Please consider the precise argument I was responding to.
Pieter's point is a stronger statement than just the existence of "different styles". (Every significant codebase by multiple people has multiple styles -- e.g. see Linux distribution.) He was stating that there was a cause and effect such that the different styles ("dialects") cause "isolation".
If so, it means Apple's Swift compiler written in C++ on github[1] should be getting near zero forks and pull requests. In his theory, Chris Lattner and his dialect of C++ should be "isolated". It's also possibly unintelligible C++ (although I haven't looked at it yet).

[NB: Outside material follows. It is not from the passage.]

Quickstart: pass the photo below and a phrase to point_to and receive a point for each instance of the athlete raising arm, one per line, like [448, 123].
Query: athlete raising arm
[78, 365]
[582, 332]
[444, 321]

If it was just one of those throwaway sentences to troll people, then fine. My first impression was that he wanted his programming guide to be taken seriously.
I enjoy reading C++ criticisms. The criticisms in the C++ FQA by Yossi Kreinin has interesting points. I'd prefer it if the faults of C++ were accompanied by evidence.
Yes, like I said, speaking from experience, different C++ code styles and paradigms absolutely do cause isolation. Having to climb yet another mountain in order to be effective on a different codebase in the same language means people don't do it, so they become experts in a single codebase -- isolated.